Remote sensing of the terrestrial carbon cycle has been a long sought after goal of the Earth Science community. Understanding vegetation feedback on climate change is key to predicting future climate scenarios and atmospheric CO₂ levels. In theory, vegetation carbon uptake could be inferred from remote sensing inputs as the product of photosynthetically active radiation (PAR) incident upon the canopy, the fraction of it being absorbed by photosynthetically active vegetation elements (f_PAR  ) and the efficiency (ε) with which plants can use this absorbed radiation energy to produce biomass. While f_PAR and PAR have long been available from remote sensing observations globally, direct inference of ε has not yet been possible. Here, we report an innovative multi-angle imaging spectrometer design and analysis approach  designed to quantify ε from space. Validation so far indicates that the remote sensing algorithms and models are robust across a range of diverse forested ecosystem types.  These spectral measurements together with a new ecosystem-atmosphere carbon and water exchange model can infer the photosynthetic rate, net primary production (NPP) and evapotranspiration. Our multi-angle sensor design and analysis approach is grounded in recent theoretical and experimental developments that have been extensively validated using tower-based radiometer measurements and scaled to space using multi-angle spectrometer images from the European Satellite CHRIS/PROBA.

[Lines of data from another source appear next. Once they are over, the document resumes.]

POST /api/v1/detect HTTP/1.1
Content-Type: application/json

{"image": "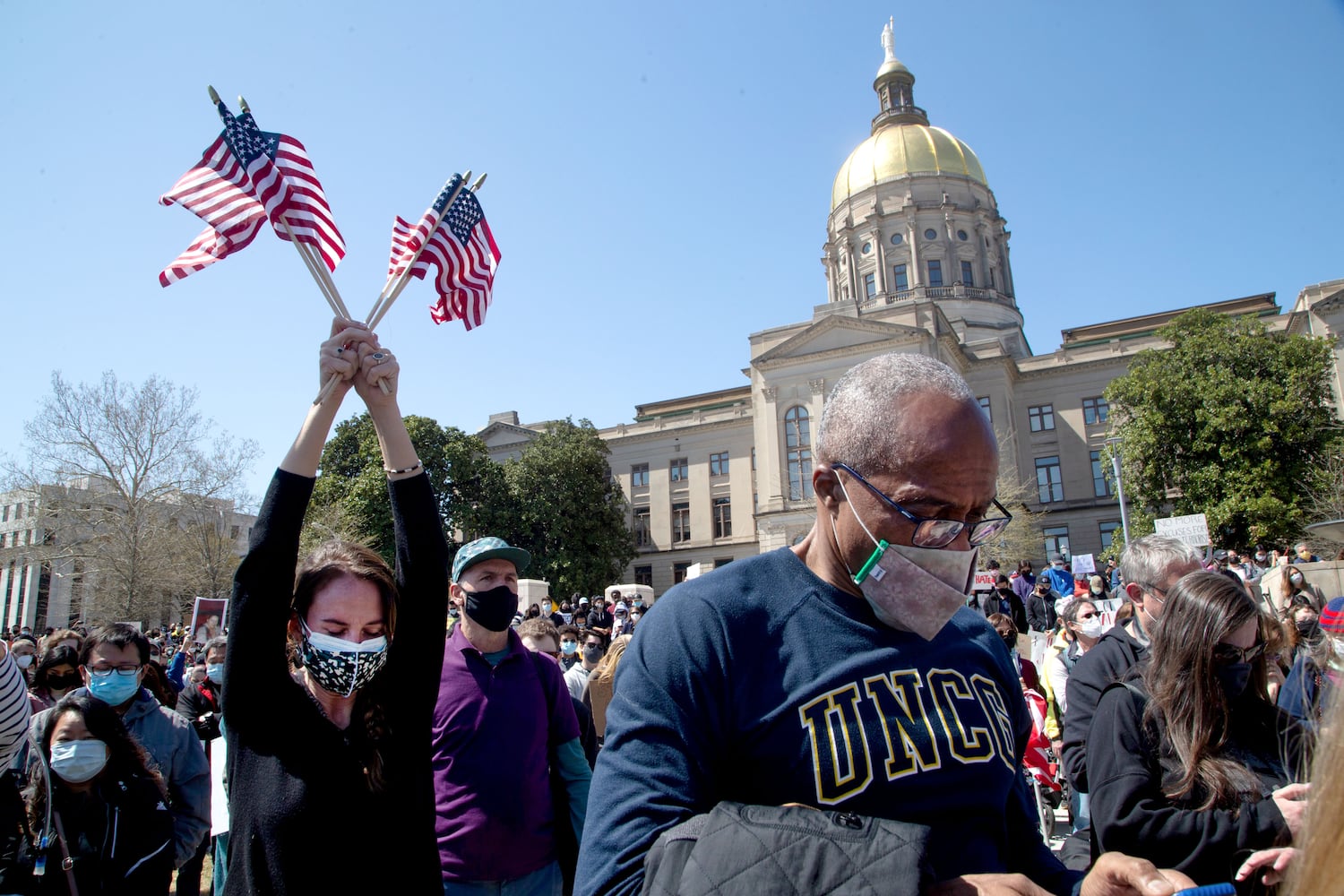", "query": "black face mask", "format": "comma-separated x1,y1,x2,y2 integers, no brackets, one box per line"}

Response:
462,584,518,632
47,672,83,691
1215,662,1252,702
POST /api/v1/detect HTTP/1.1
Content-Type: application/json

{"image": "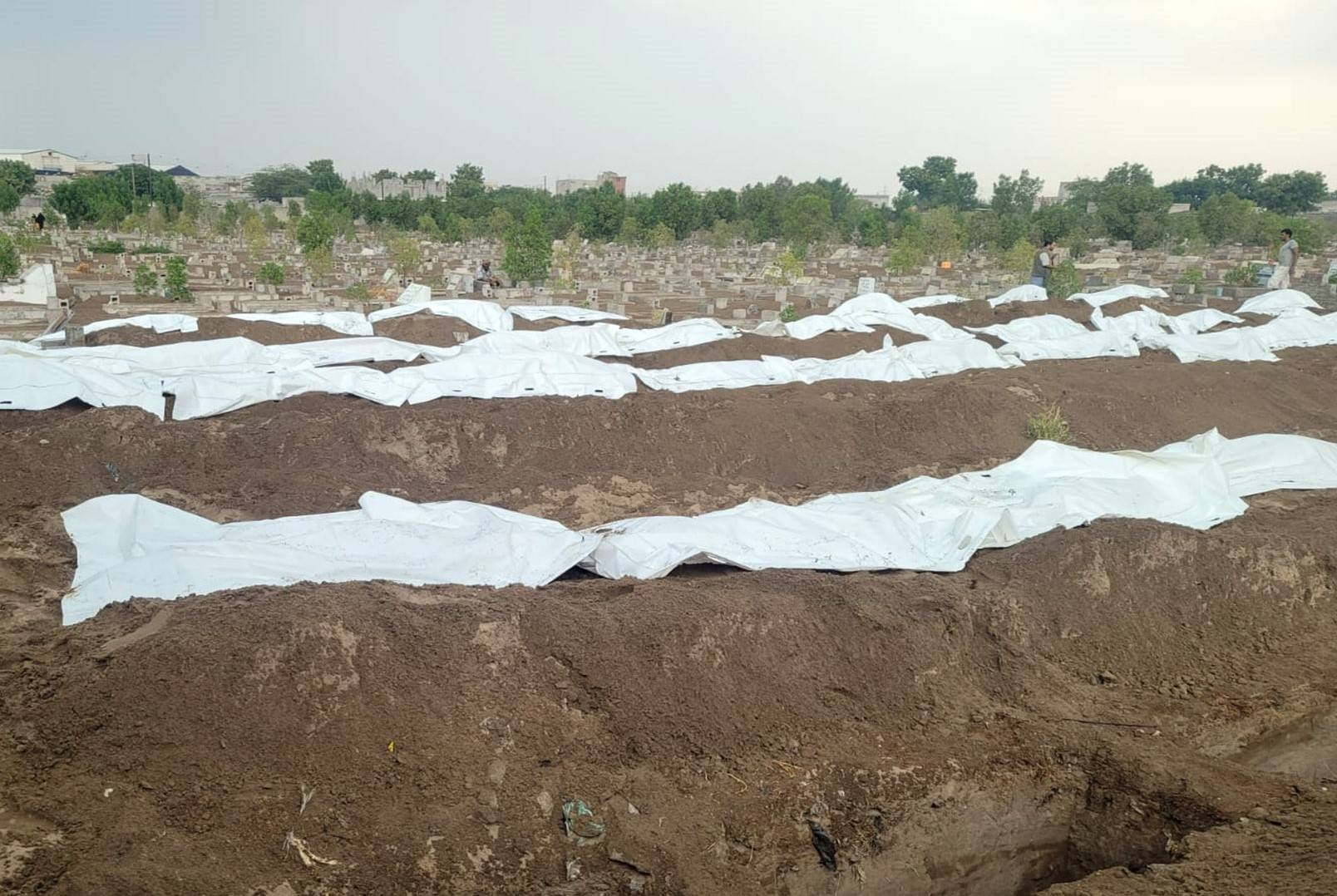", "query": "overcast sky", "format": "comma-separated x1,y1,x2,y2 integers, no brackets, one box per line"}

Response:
0,0,1337,194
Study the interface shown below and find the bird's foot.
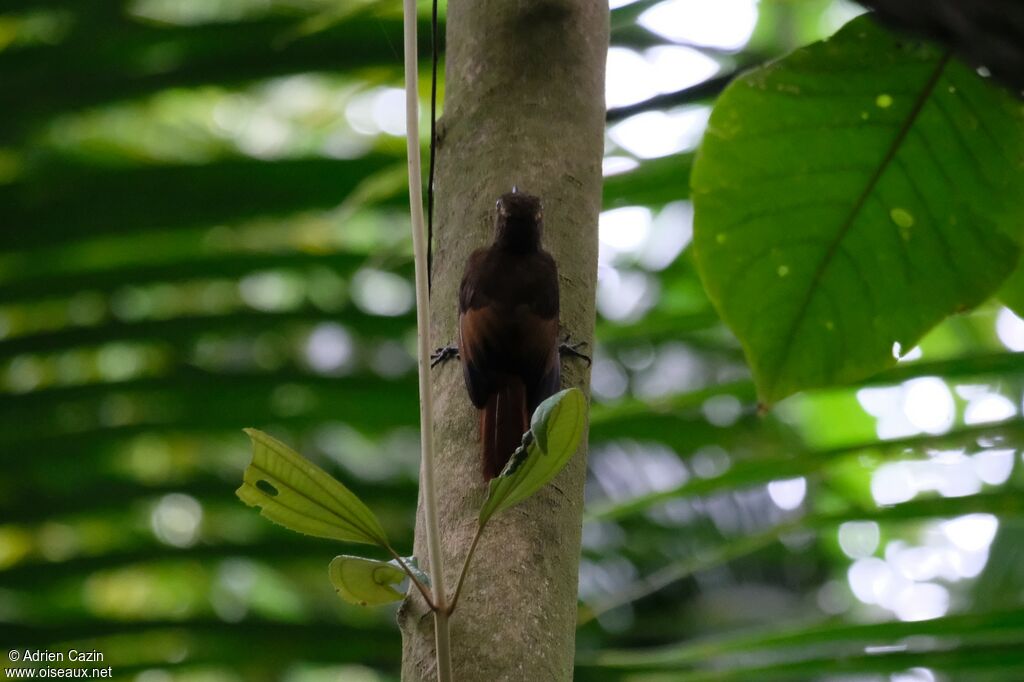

Based on these results, we developed a data assimilation scheme to modeling ε from data assimilation of remotely sensed observations and meteorological constraints. In the forward mode, the model reduces a spatially explicit maximum convergence efficiency (ε_opt) using a non-linear, multivariate response function of meteorological constraints. This multivariate function accounts for the variability in ε due to the highly dynamic changes in the environment in between satellite overpasses. However, since ε can also be observed directly during a satellite overpass, these spaceborne observations can be used to invert our model thereby inferring a pixel specific ε_opt every few satellite overpasses. As a result, ε_opt can be used to describe slower changes in the conditions affecting ɛ (such as soil nutrient status and edaphic water stresses for instance)

With this type of sensor and approach we have been able to accurately quantify interannual variations in NPP, evapotranspiration and autotrophic respiration at fine temporal and spatial scales across a broad range of forested biomes in North America and Australia.